O papiloscopista Wendell da Silva, que realizou o exame, deu detalhes de como foi feita a comparação de digitais."Pegamos as impressões digitais que havíamos coletado no momento da confecção da carteira e remetemos essas impressões para alguns institutos do Brasil. O Instituto do Mato Grosso do Sul retornou dizendo que aquelas impressões digitais coincidiam com impressões que eles tinham, só que o nome que constava era na verdade Marcos Ivan Silva. Mediante isso, os nossos colegas papiloscopistas do MS cederam a ficha onomástica. Fizemos então o confronto do material padrão com o material questionado e constatamos que o Marcos Gilvan na verdade era  Marcos Ivan. Então, através de um trabalho técnico-científico fizemos o exame de confronto papiloscópico e constatamos que se tratava da mesma pessoa, porém, com dados biográficos distintos. Com a confirmação, encaminhamos o resultado para as equipes do Cope para a adoção dos procedimentos necessários, o que culminou na prisão do suspeito nos últimos dias", explicou.
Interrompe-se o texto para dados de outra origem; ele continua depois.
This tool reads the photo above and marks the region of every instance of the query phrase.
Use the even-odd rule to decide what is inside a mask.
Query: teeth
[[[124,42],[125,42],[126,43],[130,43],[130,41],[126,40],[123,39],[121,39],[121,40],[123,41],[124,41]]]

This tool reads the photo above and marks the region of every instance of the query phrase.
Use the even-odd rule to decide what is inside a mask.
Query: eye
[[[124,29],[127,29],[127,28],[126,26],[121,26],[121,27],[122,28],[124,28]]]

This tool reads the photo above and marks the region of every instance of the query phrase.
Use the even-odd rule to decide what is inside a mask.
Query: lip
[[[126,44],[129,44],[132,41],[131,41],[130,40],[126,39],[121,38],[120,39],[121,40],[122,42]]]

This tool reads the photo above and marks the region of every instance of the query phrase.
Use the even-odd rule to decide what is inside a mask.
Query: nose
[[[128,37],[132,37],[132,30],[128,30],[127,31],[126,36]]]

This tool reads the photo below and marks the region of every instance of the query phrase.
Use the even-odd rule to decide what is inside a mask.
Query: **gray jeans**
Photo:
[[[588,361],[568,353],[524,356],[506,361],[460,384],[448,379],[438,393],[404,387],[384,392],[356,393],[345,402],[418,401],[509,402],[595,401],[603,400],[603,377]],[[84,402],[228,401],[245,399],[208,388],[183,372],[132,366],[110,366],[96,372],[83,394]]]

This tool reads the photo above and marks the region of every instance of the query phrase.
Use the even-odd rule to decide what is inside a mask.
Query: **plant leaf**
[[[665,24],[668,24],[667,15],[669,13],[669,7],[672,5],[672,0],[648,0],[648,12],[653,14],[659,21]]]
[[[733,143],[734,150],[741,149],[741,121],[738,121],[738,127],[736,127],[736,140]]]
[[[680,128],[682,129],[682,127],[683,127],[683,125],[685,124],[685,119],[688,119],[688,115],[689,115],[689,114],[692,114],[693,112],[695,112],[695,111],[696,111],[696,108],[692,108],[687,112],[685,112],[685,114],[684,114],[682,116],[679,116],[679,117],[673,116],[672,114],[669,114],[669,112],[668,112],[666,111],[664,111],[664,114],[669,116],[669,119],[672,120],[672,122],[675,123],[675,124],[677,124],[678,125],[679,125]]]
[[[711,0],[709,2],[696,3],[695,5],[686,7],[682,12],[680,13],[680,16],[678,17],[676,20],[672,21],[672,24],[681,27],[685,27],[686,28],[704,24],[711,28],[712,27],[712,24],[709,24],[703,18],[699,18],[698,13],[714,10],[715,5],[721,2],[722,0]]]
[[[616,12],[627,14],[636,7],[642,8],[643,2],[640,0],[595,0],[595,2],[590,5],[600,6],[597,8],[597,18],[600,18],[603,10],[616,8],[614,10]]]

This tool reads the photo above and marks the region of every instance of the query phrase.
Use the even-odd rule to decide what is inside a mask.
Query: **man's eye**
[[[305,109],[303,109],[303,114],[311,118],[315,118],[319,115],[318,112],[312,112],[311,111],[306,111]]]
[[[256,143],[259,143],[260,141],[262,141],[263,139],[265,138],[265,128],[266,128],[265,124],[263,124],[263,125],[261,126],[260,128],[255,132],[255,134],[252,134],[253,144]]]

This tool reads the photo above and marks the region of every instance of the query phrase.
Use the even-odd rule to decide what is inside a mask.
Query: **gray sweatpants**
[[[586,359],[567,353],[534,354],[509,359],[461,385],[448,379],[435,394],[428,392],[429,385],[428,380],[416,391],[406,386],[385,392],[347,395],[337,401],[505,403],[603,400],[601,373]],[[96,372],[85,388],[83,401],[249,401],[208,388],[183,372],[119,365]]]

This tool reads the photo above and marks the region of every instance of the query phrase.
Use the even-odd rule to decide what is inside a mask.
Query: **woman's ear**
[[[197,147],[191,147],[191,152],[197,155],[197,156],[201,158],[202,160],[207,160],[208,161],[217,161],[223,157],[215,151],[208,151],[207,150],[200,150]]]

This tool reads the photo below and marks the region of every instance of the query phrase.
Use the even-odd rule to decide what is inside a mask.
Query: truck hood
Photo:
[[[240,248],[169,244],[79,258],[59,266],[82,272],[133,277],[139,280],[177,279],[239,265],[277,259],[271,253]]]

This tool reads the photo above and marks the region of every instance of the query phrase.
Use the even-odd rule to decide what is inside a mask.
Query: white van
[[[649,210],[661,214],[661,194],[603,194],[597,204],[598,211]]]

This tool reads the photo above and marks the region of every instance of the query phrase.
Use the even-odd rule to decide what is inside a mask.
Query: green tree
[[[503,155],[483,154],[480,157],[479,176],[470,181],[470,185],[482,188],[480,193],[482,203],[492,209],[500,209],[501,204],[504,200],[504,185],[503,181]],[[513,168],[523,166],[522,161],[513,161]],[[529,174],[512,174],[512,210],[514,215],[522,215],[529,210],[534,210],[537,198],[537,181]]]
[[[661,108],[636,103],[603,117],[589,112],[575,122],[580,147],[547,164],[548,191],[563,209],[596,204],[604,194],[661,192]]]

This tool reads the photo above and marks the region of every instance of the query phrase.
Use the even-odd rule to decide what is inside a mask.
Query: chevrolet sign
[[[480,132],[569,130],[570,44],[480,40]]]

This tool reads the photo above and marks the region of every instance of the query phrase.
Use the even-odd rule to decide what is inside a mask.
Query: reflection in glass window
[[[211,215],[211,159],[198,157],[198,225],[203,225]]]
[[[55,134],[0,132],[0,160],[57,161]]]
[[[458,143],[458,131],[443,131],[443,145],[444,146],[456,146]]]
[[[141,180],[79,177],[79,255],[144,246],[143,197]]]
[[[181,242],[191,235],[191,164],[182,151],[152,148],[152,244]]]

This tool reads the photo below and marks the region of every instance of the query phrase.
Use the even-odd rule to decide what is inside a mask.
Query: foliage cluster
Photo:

O Exame Pericial de Identificação Facial Forense também foi realizado por peritos do Instituto Médico Legal, que compararam as fotos dos documentos concluindo que era inegável que os documentos faziam referência à mesma pessoa.

A perita Odontolegista do IML, Suzana Maciel Carvalho, explicou que perícia é uma prova fundamental dentro de uma investigação.  "Esse é um método científico comprovado, nós chamamos de Comparação Facial ou Identificação Facial Forense que faz a comparação de imagens, então nós comparamos imagens padrão desse indivíduo com imagens questionadas, no caso de um documento possivelmente falsificado, e fazemos um estudo de anatomia de face completa com medidas com análise de pontos cronométricos, análise de marcas que são individualizadoras de um indivíduo, e como já é comprovado que não existe uma face igual a outra nós podemos chegar à conclusão de que se tratava do mesmo indivíduo", esclareceu. 

O delegado Hugo ressalta que devido às diversas comercializações fraudulentas realizadas pelo suspeito, cada ação será autuada como um crime de uso de documento falso. "Passamos a monitorar o suspeito. Ele estava em poder de um veículo modelo Fiat Toro de cor vermelha, como também teria adquirido quatro veículos de luxo aqui no estado.  Então são várias penas de uso de documento falso pelo qual ele vai responder", concluiu.